Last year saw a record number of gay and bisexual men diagnosed with HIV in the UK. 1 in 17 gay men aged 15-59 are now living with HIV, rising to 1 in 8 in London. This compares to 1 in 360 of the UK population as a whole.

PrEP, for those who haven’t already heard, is Pre-exposure Prophylaxis treatment and involves HIV negative people taking an antiretroviral drug so as to avoid getting HIV.

Results released this week by the Medical Research Council Clinical Trials Unit (MRC CTU) and Public Health England not only reiterate that PrEP works, but show that concerns about it not working in a real world setting, where participants are most at risk and know that they are taking the real deal and not a placebo, were unfounded.

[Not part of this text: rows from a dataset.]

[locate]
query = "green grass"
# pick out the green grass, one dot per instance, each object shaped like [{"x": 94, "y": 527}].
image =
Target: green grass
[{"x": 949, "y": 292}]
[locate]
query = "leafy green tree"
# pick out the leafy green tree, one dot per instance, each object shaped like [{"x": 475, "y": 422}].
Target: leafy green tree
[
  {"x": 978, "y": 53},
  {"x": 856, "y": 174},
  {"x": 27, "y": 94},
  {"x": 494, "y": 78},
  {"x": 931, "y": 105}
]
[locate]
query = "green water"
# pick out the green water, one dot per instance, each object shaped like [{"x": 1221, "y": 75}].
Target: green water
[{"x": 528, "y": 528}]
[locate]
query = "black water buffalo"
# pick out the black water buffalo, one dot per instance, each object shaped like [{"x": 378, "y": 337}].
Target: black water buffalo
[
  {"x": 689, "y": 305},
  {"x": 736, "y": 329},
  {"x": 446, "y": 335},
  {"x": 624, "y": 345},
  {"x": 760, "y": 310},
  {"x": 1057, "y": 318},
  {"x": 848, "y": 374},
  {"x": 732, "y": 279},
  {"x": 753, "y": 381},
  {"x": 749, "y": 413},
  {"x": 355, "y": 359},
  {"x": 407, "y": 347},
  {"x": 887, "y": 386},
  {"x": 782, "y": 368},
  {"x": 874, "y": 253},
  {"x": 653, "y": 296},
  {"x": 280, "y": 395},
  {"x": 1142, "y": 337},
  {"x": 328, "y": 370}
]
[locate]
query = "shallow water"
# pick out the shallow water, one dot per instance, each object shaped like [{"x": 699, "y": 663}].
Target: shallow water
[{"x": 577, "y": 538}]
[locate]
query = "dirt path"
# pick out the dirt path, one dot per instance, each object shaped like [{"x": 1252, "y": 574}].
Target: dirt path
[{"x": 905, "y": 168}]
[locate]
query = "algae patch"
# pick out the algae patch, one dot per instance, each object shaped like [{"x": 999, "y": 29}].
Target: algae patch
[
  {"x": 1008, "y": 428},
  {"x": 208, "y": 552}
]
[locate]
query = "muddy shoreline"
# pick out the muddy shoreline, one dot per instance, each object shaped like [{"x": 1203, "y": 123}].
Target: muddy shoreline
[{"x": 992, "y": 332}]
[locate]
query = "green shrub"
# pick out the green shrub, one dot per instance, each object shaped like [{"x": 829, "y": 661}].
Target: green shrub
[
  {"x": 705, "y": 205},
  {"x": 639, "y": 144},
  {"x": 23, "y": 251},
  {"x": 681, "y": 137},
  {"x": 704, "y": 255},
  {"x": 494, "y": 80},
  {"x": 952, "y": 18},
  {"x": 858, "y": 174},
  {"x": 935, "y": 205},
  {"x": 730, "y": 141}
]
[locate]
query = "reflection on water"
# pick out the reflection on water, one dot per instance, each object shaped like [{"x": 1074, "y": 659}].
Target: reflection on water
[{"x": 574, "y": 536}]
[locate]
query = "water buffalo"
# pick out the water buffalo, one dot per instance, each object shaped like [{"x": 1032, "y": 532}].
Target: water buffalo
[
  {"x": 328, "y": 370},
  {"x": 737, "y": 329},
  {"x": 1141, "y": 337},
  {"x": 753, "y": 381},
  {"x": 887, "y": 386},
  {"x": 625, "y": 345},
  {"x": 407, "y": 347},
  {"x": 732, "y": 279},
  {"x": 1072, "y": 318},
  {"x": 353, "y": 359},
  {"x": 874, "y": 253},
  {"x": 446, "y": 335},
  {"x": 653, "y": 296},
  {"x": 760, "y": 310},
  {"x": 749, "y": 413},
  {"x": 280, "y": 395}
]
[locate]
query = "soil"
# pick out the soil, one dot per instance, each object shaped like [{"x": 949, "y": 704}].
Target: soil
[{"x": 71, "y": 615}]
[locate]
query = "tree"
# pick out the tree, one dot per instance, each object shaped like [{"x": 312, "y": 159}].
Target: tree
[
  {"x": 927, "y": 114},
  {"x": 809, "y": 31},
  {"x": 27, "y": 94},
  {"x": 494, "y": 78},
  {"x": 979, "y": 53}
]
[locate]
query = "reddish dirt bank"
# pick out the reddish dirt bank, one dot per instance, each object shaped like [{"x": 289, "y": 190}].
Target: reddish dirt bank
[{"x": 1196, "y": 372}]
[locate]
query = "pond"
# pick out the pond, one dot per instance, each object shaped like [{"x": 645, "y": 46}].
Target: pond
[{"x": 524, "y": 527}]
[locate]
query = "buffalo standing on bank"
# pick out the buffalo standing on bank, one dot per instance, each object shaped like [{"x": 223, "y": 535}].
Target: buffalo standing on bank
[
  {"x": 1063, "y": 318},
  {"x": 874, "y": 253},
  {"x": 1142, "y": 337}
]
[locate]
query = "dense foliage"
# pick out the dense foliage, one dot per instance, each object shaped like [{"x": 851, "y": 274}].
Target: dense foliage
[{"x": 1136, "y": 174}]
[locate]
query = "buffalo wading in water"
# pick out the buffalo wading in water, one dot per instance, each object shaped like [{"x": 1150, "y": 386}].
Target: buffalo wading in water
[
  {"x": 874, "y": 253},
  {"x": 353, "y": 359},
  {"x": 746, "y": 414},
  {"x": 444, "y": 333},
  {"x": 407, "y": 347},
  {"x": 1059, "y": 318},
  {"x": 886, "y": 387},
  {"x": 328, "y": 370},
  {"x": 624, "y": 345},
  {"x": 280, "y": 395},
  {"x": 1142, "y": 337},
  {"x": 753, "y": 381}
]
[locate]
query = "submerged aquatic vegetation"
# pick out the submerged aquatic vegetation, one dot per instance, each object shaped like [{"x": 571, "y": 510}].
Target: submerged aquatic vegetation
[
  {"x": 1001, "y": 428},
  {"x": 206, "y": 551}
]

The results released at the Conference on Retroviruses and Opportunistic Infections (CROI) held this week in Washington were better than anyone would have predicted, reducing the risk of infection by 86%. In reality, even this figure is likely to be a conservative estimate of PrEP’s effectiveness. The authors of the study suspect that one person may have acquired HIV before the trial and that the other two participants were likely to have not been adhering to PrEP at the time of sero-conversion.

Access to PrEP is now considered by many a ‘game-changer’; one of the greatest opportunities that exists for the gay community to combat the HIV epidemic.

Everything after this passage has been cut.